We can’t see ourselves from the perspective of others unless they constructively tell us. Criticizing and manipulation is mental abuse and will not get a person to see themselves differently. It’s a great way to hurt their feelings, but it won’t help them change. Putting someone down, making them feel bad, humiliating them, playing mind games, making them feel guilty, or telling them they are crazy is abuse in the form of power and control. (If you need help, contact the National Center of Domestic and Sexual Violence. www.ncdsv.org)

Good communication is essential and needs to be practiced. I’ve learned that I’ve been bad at it my entire life. I’m genuinely grateful for the person who took a few minutes to explain their perspective to me in a way that helped me instead of tearing me down. 

My intention in sharing stories about Cooper is not to hurt him or make a laundry list of things I feel he did to contribute to my complicated life. All of my experiences made me who I am and I wouldn’t change a thing! My hope is that they will help at least one person not feel alone and find hope.
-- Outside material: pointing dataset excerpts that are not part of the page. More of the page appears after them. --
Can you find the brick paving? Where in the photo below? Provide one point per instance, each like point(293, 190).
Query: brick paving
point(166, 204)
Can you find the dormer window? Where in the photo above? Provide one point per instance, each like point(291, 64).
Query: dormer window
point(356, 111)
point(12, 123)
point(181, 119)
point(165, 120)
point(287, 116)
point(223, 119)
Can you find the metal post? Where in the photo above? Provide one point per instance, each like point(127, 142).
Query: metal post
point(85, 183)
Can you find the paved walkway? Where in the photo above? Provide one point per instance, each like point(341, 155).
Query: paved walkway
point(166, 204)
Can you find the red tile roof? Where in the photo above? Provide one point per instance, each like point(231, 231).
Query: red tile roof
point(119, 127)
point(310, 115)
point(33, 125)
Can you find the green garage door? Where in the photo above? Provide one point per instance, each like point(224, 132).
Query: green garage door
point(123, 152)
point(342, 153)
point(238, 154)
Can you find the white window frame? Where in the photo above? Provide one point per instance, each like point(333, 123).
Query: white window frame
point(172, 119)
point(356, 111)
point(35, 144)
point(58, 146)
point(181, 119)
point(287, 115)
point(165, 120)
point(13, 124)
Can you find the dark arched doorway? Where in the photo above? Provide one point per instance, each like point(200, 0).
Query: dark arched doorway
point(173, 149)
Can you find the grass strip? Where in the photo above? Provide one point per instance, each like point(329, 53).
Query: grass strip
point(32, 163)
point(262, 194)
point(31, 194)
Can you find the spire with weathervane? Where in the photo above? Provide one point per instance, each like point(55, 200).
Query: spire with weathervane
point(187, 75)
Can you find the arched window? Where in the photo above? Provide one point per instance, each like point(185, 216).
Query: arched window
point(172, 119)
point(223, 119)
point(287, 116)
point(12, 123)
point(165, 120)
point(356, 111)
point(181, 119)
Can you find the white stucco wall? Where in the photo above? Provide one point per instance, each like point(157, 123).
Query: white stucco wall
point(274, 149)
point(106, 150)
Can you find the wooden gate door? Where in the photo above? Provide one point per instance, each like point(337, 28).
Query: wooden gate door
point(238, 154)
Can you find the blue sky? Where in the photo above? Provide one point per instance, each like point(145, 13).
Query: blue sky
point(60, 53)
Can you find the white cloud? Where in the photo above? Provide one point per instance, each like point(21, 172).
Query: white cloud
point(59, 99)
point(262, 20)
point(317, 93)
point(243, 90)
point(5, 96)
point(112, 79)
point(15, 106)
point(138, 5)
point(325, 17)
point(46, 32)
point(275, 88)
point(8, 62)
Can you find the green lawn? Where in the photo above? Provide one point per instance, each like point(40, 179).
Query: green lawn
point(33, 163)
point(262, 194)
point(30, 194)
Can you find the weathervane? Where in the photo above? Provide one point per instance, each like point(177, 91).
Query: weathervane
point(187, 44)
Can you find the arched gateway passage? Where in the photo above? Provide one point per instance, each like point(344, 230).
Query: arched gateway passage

As they say, there are two sides to every story. I’m sure Cooper could also say that he feels I have hurt him. I am aware of this and pray regularly for forgiveness and a change of heart for us both. Since I can’t see myself through his eyes, I’m not sure what he may feel that I have done. After reviewing the last 15 years of my journals, I can imagine what some of them are as I admit I wasn’t always at my best.

Forgiving Cooper has been very freeing! It’s not something I did just once. I’ve had to repeatedly and continually forgive as memories return or new experiences cause anger or pain. At first, it was hard, but as time went by, it became easier. I pray someday Cooper will find it in his heart to forgive me as I have forgiven him. I genuinely have compassion for him and pray he will find joy and happiness in his life.